Earlier, I had noticed the presence of the mermaid. She was striking various poses and, I guess, if you paid her, you could take a picture with her. Wow, I remember thinking, that's dumb. Then, after the Eddie Money Experience, I tried desperately to find reasonably priced, mildly nutritious food not part of a buffet in the casinos and was coming up empty. So, as I popped out of Caesars, I came across the above scene. When I got there, it was just the amputee in the wheelchair and the mermaid talking kinda close (that's a sentence, by the way, that can only be born in Atlantic City). There was a fairly large crowd gathered, and many were shouting at the guy to leave the mermaid alone. But he wasn't listening and kept at his "conversation." Eventually, a guy came out of the crowd and wheeled the amputee a short distance away. This brought cheers from the assembled. Until the guy just rolled right back. Then, a few seconds later, this scene was repeated with another gentleman. Again, cheers, followed by groans upon the amputee's return.

It was at this point that the Wall of Women went into effect.
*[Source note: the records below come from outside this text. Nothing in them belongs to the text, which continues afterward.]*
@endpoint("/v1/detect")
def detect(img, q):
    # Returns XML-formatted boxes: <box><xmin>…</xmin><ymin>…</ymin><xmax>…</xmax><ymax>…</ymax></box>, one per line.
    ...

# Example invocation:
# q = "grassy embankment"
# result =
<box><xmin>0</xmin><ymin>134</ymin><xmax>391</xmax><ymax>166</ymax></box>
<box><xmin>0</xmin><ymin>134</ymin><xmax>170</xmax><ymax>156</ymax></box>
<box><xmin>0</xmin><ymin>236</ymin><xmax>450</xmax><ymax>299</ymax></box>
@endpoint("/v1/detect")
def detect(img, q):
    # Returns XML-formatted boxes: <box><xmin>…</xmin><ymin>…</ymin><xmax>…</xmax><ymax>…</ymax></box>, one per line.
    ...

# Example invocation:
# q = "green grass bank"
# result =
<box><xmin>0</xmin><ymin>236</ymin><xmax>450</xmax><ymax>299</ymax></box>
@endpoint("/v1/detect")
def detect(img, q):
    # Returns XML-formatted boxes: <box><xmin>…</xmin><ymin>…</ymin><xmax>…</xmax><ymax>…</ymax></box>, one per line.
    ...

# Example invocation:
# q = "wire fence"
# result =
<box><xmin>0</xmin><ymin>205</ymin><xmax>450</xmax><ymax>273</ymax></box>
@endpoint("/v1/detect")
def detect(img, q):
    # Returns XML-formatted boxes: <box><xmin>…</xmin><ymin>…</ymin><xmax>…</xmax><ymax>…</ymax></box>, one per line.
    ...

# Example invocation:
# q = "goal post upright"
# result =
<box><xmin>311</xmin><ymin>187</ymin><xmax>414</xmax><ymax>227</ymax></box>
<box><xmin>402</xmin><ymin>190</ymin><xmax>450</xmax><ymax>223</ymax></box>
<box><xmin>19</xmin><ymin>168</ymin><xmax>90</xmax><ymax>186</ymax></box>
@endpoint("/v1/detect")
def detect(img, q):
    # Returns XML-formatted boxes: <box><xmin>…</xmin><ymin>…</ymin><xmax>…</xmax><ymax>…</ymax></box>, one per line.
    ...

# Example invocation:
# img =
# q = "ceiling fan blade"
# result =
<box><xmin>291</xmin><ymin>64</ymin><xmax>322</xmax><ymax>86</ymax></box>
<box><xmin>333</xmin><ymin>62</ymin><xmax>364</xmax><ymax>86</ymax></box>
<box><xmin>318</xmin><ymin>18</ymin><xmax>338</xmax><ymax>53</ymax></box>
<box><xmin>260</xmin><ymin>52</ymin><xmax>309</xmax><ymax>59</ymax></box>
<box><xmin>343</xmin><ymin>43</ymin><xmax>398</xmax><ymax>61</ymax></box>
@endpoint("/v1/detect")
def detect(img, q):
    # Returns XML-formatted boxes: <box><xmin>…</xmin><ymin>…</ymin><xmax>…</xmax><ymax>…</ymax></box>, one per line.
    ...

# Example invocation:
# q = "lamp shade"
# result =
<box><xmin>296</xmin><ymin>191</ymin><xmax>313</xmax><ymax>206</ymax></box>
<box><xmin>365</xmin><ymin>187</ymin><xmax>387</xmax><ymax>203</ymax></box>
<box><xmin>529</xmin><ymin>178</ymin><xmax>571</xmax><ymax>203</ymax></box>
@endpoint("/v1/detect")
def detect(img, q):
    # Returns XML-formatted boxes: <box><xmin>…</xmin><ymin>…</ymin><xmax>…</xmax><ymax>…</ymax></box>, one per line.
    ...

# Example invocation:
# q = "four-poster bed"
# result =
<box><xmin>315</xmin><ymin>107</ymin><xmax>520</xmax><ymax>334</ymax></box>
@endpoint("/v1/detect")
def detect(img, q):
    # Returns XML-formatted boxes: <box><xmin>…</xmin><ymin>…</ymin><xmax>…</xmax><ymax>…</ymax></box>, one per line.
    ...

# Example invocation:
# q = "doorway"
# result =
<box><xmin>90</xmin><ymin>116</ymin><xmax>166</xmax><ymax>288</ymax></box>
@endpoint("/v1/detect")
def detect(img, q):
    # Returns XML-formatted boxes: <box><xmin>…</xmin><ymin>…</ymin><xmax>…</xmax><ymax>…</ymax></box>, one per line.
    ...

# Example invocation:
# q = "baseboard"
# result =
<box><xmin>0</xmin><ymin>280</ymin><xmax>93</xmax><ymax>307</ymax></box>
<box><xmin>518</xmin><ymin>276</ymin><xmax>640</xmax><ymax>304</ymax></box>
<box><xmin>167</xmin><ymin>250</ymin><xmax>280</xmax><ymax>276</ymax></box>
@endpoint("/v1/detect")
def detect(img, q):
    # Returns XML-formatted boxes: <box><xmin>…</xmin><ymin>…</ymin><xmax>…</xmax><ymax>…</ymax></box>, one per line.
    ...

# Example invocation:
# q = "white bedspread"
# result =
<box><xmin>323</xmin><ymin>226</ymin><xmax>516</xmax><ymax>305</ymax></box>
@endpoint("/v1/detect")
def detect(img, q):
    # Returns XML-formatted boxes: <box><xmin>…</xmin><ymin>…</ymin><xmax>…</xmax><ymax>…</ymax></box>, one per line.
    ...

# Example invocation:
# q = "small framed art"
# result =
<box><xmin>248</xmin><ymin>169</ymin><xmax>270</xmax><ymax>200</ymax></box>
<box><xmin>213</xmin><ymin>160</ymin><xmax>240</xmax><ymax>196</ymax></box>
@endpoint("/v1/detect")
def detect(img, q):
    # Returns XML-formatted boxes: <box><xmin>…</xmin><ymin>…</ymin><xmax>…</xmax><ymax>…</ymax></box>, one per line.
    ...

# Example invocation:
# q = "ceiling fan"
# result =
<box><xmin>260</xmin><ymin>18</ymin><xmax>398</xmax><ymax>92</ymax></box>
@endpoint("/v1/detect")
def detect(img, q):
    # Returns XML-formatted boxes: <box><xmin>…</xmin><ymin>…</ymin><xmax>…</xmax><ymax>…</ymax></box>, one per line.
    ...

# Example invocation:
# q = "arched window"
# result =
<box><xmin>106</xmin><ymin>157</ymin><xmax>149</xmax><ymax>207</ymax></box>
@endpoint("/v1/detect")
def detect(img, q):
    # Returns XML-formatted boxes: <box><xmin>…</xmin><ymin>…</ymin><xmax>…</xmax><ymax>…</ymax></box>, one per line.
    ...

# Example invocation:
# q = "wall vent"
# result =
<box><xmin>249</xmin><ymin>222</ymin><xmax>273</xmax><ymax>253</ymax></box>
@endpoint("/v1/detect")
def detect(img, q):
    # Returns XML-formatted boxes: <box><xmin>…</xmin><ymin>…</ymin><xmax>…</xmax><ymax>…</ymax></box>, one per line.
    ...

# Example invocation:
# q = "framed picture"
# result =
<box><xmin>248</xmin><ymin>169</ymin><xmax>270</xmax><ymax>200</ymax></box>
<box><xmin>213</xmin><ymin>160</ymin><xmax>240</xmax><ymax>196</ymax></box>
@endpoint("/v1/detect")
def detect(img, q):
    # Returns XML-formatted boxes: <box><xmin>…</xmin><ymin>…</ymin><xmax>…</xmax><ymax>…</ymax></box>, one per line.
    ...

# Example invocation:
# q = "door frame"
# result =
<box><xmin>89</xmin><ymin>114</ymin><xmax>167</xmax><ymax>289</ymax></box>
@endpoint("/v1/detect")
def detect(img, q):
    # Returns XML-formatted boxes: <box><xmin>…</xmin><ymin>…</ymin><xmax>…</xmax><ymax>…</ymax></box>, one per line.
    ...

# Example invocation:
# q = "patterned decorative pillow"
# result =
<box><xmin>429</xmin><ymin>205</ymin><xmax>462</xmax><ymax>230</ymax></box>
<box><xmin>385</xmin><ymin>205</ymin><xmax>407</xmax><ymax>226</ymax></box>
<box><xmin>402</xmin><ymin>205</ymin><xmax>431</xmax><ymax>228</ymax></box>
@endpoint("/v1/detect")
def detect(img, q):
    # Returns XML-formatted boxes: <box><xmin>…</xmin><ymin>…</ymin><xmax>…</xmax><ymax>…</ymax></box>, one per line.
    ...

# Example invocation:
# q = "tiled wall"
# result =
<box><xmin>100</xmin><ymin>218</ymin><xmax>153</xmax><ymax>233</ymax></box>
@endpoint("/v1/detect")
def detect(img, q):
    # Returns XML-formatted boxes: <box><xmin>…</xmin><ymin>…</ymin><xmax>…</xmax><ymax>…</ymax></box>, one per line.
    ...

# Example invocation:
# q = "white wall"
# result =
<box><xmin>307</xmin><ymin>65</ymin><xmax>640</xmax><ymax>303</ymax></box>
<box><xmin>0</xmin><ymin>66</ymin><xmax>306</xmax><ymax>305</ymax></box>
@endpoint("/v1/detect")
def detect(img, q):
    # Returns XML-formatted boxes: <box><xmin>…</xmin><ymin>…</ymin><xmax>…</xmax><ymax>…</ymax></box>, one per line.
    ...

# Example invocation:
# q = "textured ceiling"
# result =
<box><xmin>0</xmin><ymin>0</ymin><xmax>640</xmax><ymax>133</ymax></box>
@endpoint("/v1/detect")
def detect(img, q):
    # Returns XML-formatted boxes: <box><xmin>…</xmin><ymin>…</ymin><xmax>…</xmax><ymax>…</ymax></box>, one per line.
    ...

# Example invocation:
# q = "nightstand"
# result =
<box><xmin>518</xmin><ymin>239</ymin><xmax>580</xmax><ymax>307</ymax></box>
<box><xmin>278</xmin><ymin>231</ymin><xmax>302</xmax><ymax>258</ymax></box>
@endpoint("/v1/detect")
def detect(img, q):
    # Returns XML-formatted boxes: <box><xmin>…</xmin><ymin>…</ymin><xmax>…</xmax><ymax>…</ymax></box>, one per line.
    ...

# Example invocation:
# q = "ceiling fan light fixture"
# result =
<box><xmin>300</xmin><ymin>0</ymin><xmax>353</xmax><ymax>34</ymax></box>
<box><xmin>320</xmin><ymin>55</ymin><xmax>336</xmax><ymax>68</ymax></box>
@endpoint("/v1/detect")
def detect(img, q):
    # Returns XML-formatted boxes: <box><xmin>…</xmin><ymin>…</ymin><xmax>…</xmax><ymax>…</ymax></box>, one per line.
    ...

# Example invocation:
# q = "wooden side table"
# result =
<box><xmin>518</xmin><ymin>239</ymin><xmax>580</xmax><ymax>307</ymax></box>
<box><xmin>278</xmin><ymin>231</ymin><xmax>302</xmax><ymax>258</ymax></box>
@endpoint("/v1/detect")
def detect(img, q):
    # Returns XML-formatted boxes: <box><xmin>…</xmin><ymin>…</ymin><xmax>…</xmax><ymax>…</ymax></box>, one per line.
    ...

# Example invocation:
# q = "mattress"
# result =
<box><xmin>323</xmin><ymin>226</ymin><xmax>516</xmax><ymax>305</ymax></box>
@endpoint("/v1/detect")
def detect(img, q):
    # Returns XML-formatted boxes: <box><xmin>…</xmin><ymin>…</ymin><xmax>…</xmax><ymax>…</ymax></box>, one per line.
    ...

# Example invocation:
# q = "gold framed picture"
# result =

Several women formed a protective wall around the mermaid, with their backs facing the amputee while ensuring the mermaid, "Don't worry. You've got us to take care of you." And so one of them was in charge of encouraging the amputee in the wheelchair to get lost while the others secured the well-being of the mermaid. It was at this point I took the above, flash-less picture. Perhaps you're thinking, "Hey, why didn't you take charge and wheel the guy far, far away?" Well, if I were confident that I could win a fight with an amputee in a wheelchair, I surely would have. But I'm not so sure. The best I could do would be to outrun him, and even that's iffy.

Anyway, eventually someone did wheel the guy away and then some other guy called the cops while the amputee tried to restart his conversation with the mermaid.

Satisfied with this conclusion, I went to catch my bus home. I wound up getting home at around 2 a.m., just in time to get a good night's sleep and get back on a train to Asbury Park to see another of New Jersey's finest, the Hudson Falcons, at Club Deep.

And after that, I rested.

2 comments:

Kitty Laverne said...

I'm going to Atlantic City for the first time this Sunday, and I'm fully expecting patient mermainds, rolling amputees, and Eddie Money SNL non-sequitors. You've set the bar high, my Chilltown friend. PS It seems to me at some point you asked about whether you should shave. As a girl, let me say: yes. Girls enjoy kissing clean-shaven faces. So, if you like kissing girls... just sayin'.

Mr. Bad Example said...

When did I ask whether I should shave? Tinsel and Rot will not bow to the will of the masses. This is a benevolent dictatorship here. And benevolent dictators shave when they're good and ready.